“All but one.”
“Don’t hold back. I’m listening.”
“Me.”
“Keep your money, it’s a losing proposition. Even the loan sharks turn away when they see me coming.”
“I believe in you.”
“I could never take a dime from you, knowing what I know about the debt, the repairs that need to be done, and the audience that we’d have to build to put the theater in the black. It’s impossible. But thank you for wanting to try.”
“I don’t want to give you any money.”
“That’s wise.” Calla patted his hand and went back to her sandwich.
“I want to give you all of my money.”
Calla took another bite of her sandwich.
“Calla, did you hear me?”
She nodded. “You’re out of your mind.” She took a swig of birch beer from the bottle. “What does that even mean? All of it. Are you dying? Do you have a bad kidney or something?”
“Could you please stop eating for one moment?” Nicky took her sandwich and put it down. He moved the bottle of soda. “I want to be your family.” Nicky leaned across the table and, taking Calla’s face in his hands, kissed her.
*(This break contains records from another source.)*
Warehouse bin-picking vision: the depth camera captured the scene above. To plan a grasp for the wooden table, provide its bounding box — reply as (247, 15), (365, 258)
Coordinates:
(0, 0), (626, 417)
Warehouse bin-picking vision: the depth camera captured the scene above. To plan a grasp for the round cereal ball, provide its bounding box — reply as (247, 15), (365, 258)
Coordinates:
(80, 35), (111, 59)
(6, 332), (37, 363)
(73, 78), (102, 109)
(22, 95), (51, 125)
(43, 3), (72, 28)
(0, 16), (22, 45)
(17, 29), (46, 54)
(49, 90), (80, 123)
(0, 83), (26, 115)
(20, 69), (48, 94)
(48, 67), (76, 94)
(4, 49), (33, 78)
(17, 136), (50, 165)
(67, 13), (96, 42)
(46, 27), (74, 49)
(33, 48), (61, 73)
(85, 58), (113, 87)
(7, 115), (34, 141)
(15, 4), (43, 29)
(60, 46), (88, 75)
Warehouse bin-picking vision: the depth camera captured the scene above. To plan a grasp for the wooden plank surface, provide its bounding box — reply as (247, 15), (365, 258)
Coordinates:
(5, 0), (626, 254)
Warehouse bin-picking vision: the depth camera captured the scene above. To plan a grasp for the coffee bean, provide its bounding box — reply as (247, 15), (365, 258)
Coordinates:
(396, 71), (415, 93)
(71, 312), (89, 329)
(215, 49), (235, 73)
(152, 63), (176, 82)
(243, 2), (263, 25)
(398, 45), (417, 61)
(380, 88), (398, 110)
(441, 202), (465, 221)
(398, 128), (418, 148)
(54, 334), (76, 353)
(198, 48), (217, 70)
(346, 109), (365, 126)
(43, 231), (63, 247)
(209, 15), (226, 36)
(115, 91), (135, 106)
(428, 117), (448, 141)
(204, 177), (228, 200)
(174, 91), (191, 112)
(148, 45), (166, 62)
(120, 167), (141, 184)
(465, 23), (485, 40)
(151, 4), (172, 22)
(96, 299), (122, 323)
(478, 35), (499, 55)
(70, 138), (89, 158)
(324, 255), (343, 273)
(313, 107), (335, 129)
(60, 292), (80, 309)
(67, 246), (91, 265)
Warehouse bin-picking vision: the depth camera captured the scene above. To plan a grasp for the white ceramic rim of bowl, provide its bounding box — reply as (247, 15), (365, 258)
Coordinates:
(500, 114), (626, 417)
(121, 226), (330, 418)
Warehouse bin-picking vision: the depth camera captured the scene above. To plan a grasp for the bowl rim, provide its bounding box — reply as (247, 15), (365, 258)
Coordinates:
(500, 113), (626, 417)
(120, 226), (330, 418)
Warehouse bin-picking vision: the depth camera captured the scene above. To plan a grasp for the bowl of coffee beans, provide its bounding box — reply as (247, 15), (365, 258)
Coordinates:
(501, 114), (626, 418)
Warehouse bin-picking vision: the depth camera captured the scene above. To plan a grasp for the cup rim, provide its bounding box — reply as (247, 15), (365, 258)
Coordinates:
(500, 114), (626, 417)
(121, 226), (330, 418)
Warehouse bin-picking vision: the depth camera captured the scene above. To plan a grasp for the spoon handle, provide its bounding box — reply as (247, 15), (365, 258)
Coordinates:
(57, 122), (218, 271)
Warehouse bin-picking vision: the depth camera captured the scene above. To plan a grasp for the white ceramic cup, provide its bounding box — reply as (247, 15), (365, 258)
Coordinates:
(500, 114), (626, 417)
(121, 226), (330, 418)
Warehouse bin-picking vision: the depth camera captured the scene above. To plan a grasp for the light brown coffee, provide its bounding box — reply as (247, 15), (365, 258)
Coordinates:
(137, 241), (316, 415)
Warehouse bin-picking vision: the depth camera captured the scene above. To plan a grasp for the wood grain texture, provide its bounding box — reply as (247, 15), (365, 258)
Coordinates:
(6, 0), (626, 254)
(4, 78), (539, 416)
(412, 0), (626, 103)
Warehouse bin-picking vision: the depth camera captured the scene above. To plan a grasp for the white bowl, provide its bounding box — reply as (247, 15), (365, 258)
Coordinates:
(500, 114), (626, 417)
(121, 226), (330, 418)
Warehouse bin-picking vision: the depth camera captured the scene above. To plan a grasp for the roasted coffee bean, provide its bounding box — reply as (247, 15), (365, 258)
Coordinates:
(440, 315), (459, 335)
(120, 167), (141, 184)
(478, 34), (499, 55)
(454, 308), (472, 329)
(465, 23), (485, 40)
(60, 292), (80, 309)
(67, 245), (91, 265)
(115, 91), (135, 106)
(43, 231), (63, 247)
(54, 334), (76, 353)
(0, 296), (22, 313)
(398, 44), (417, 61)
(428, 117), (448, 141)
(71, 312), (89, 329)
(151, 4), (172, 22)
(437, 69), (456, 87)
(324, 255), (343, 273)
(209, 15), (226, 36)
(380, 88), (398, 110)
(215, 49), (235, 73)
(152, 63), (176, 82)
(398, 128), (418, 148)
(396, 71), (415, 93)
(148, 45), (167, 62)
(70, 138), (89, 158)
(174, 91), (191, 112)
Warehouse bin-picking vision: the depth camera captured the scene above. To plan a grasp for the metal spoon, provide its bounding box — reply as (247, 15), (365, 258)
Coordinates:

When his lips touched hers, the sound around them became louder, more distinct. She could hear the radio inside Sal’s, the roar of a truck engine as it went by, a sprinkle of conversation across the way, staccatoed with laughter from behind Sal’s window. It all made a kind of music that she had never heard before. She forgot all about the sandwich, hungry now for Nicky’s kisses.
“Excuse me, Mr. Carl. This is my friend, Viv. She watches Love of Life too. She’s your biggest fan.”
“I’m in the middle of something here,” he said without opening his eyes, before kissing Calla again.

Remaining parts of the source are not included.